А теперь вот куда кинула жизнь.

Он сказал Софронову:

— У меня никого нет — ни дяди, ни имения, у меня только есть…

И так расслабило его сладкой теплотой воспоминания, что потянуло пустить в свой тайный мир кого — нибудь, вот этого Софронова, — все равно разъедутся на всю жизнь, может, послезавтра.

— У меня есть невеста, чудесная девочка…

И возникли перед глазами резкие губы женщины с чувственной и ядовитой усмешкой. Праздничные бальные отсветы падают на юное припудренное лицо. Музыка торжествует, кружит, раздирает воздух.
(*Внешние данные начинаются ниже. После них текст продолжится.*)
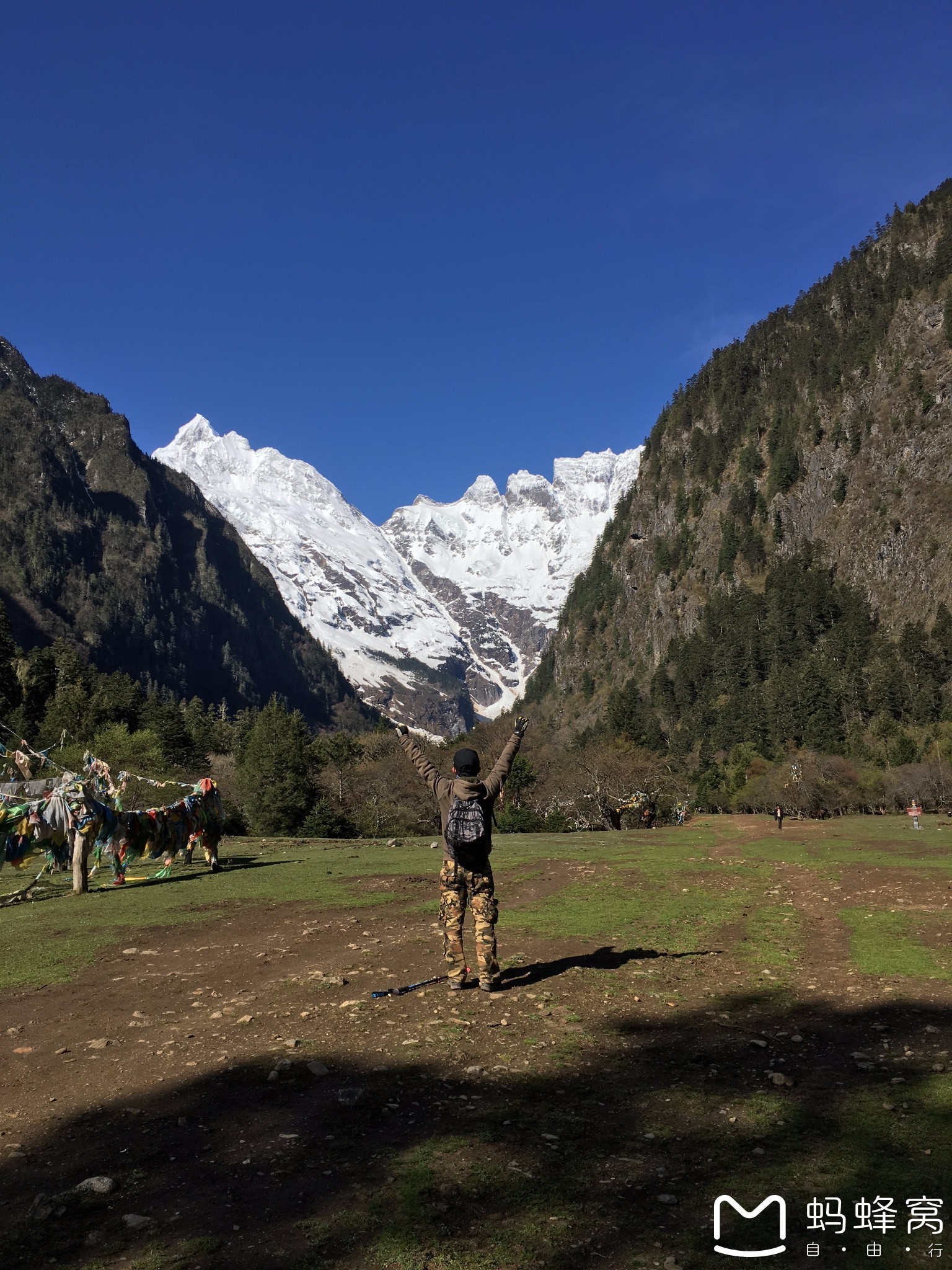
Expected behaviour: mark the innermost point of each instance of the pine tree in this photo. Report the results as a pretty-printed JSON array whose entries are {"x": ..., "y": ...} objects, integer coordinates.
[{"x": 273, "y": 770}]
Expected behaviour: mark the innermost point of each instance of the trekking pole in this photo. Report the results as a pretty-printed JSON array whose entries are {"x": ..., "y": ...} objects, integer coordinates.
[{"x": 410, "y": 987}]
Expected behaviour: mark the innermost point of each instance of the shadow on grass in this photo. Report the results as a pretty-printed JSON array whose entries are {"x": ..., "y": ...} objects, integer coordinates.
[
  {"x": 607, "y": 958},
  {"x": 420, "y": 1166}
]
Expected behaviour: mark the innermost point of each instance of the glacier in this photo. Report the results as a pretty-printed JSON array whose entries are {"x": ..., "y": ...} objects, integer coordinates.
[{"x": 439, "y": 615}]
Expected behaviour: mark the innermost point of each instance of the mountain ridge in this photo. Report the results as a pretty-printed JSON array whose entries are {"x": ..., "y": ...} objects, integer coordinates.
[
  {"x": 828, "y": 427},
  {"x": 106, "y": 546},
  {"x": 441, "y": 613}
]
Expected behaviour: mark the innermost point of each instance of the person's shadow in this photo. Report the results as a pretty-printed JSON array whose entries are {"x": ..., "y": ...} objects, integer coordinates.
[{"x": 607, "y": 958}]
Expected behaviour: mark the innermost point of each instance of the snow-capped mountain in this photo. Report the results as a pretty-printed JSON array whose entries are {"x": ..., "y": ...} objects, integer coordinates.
[{"x": 444, "y": 606}]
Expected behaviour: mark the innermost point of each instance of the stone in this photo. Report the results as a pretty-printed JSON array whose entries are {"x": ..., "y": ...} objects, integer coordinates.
[
  {"x": 97, "y": 1185},
  {"x": 350, "y": 1096},
  {"x": 40, "y": 1210}
]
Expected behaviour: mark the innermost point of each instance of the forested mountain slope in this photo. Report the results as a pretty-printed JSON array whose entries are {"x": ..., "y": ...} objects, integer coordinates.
[
  {"x": 112, "y": 550},
  {"x": 778, "y": 572}
]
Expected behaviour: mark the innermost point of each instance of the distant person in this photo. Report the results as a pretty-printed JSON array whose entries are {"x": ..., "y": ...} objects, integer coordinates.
[{"x": 466, "y": 818}]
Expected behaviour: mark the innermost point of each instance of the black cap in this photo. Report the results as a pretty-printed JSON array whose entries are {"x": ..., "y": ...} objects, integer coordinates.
[{"x": 466, "y": 762}]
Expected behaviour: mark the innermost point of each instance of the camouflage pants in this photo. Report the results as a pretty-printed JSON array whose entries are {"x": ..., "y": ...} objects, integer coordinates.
[{"x": 456, "y": 887}]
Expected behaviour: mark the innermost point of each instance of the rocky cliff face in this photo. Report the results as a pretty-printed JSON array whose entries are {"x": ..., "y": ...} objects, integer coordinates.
[
  {"x": 104, "y": 546},
  {"x": 444, "y": 610},
  {"x": 831, "y": 424}
]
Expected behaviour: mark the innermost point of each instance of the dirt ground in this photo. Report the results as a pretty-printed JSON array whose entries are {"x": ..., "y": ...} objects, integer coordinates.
[{"x": 252, "y": 1104}]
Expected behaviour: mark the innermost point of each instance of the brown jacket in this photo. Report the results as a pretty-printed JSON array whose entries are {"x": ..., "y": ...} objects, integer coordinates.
[{"x": 447, "y": 788}]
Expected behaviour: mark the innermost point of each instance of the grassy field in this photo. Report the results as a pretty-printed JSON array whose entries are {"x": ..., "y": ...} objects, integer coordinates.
[{"x": 685, "y": 1013}]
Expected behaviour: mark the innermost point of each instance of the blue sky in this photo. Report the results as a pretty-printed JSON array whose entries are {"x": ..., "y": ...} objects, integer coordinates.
[{"x": 415, "y": 242}]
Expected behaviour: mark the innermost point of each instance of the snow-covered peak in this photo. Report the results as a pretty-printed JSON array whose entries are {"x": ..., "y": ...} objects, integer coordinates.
[{"x": 469, "y": 590}]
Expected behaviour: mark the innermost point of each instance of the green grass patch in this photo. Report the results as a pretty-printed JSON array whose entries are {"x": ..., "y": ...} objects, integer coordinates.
[{"x": 883, "y": 944}]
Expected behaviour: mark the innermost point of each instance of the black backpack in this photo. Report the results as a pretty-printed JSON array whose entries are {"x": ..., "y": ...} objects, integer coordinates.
[{"x": 467, "y": 835}]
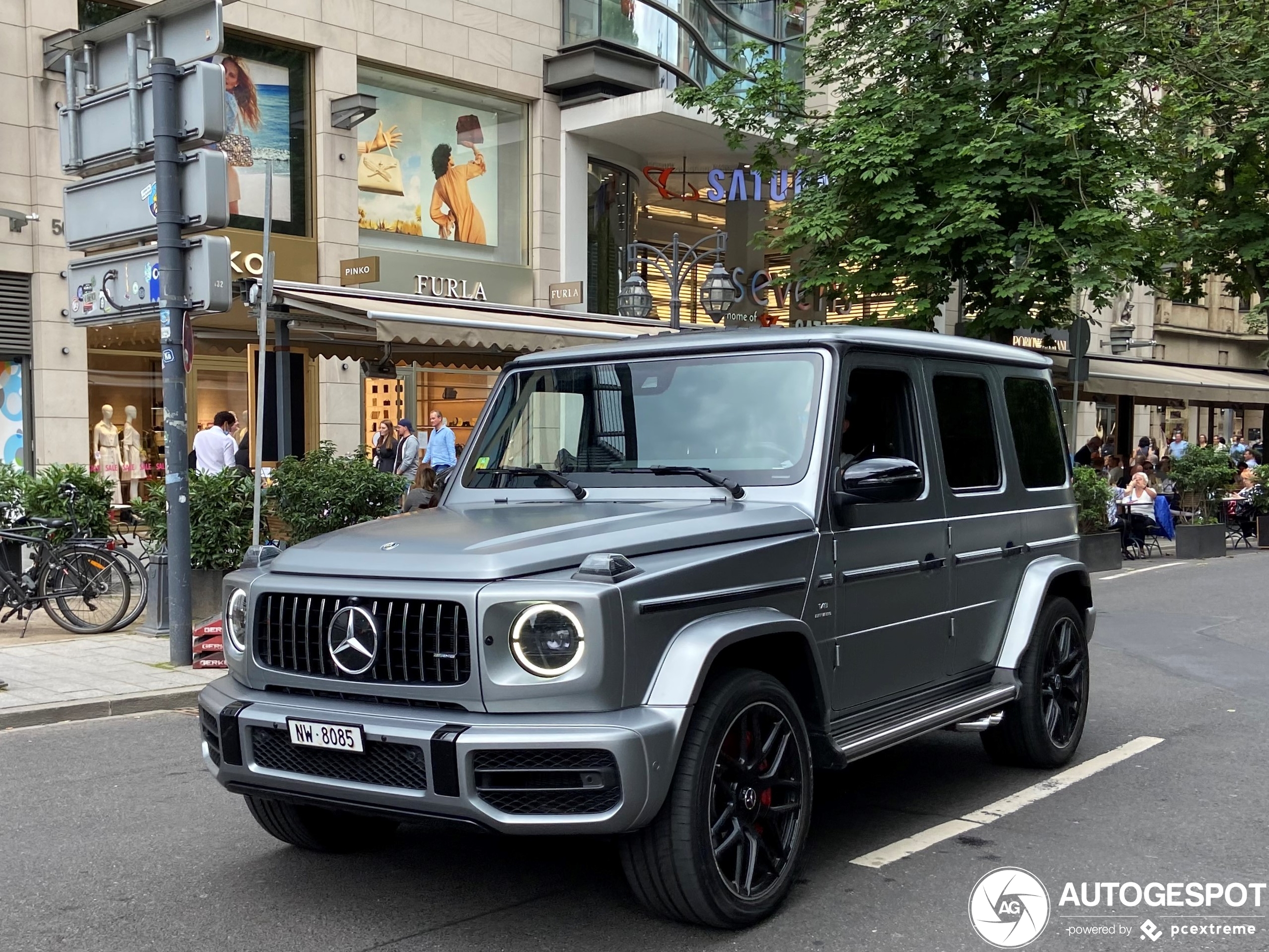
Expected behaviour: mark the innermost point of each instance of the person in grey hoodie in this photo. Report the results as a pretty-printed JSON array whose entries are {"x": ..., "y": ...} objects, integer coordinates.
[{"x": 408, "y": 451}]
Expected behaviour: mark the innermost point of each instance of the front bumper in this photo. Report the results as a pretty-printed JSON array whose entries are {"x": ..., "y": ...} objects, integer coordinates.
[{"x": 448, "y": 747}]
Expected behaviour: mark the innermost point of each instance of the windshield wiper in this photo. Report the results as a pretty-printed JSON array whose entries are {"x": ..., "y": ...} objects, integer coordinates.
[
  {"x": 554, "y": 475},
  {"x": 720, "y": 481}
]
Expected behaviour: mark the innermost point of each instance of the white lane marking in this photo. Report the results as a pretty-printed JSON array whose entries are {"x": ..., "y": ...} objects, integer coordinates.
[
  {"x": 1138, "y": 571},
  {"x": 1003, "y": 808}
]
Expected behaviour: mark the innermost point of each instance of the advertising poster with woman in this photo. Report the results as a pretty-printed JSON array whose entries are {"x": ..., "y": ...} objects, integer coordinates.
[
  {"x": 428, "y": 168},
  {"x": 258, "y": 112}
]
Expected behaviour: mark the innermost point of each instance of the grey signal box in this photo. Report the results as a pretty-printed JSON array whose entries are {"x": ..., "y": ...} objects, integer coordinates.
[
  {"x": 120, "y": 206},
  {"x": 123, "y": 286},
  {"x": 104, "y": 121}
]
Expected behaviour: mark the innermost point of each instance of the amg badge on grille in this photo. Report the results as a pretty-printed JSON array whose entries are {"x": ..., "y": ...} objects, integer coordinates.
[{"x": 353, "y": 640}]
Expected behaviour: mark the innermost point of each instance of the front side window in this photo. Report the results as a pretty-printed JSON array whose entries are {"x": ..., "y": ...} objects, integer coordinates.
[
  {"x": 966, "y": 433},
  {"x": 1037, "y": 433},
  {"x": 750, "y": 418},
  {"x": 878, "y": 418}
]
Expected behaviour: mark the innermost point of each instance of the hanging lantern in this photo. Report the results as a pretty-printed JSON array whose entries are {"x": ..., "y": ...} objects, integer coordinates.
[
  {"x": 717, "y": 292},
  {"x": 635, "y": 300}
]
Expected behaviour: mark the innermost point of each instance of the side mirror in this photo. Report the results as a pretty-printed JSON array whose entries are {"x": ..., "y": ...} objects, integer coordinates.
[{"x": 885, "y": 479}]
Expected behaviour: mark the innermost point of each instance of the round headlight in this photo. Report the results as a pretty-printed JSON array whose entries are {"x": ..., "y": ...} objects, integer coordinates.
[
  {"x": 548, "y": 640},
  {"x": 235, "y": 620}
]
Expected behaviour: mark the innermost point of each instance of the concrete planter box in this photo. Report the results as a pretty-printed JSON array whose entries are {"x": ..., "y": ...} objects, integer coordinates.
[
  {"x": 205, "y": 593},
  {"x": 1102, "y": 551},
  {"x": 1201, "y": 541}
]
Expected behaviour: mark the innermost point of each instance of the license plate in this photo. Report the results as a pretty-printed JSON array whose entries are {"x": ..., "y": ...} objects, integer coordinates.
[{"x": 329, "y": 737}]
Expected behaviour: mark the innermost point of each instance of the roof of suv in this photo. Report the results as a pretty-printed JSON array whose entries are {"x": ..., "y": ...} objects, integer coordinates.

Такая приходила и томила в снах.

— Софронов, я расскажу только вам одному. Она из тех курсисток, которые упорно работают в разных научных кабинетах, возятся с дифференциалами и интегралами, ее хотят оставить при университете. В то же время носит узкие модные юбки, лакированные туфельки, пейсики вот здесь под ушами — знаете, эти пейсики и такой хохоток женщины, которая… ну, которая умеет любить особенно… И вот так бывало: у меня в комнате поздно ночью мы спорим, она лежит на кушетке, мы серьезно и горячо спорим, как два врага… ну, о чем, например?.. Я борюсь с ее тонким, насыщенным книгами умом, и вдруг, вдруг, Софронов… понимаешь, вдруг броситься на нее, не дав досказать, сорвать всю эту культурность, брать ее, ломать, понимаешь, как это!..

Софронов, стеснительно косясь, сказал:

— Она была тогда у нас в приемной в лиловом платье?

— Да, — подтвердил наугад Шелехов, не зная, точно ли в лиловом.

— Я видел, она интересна.

…Но ведь не было, не было такой женщины никогда. Людмила в самом деле кончила Бестужевские курсы и уехала в свой уездный город, где отдыхала, готовилась работать в гимназии. По вечерам, правда, он встречал ее в своей комнате. Тогда был телесный голод и непомерные требования в жизни; но вместо того мира, глядевшего из недоступных окон, получал он девушку, закутанную в пуховый платок, прилежную курсистку, нежную простой и теплой материнской нежностью, полноватую, зачесанную гладко, как зачесывают себе волосы деревенские девочки (он ссорился из‑за этого, но она лишь лениво улыбалась). И под пуховым платком податливо и скромно утишала его телесный голод.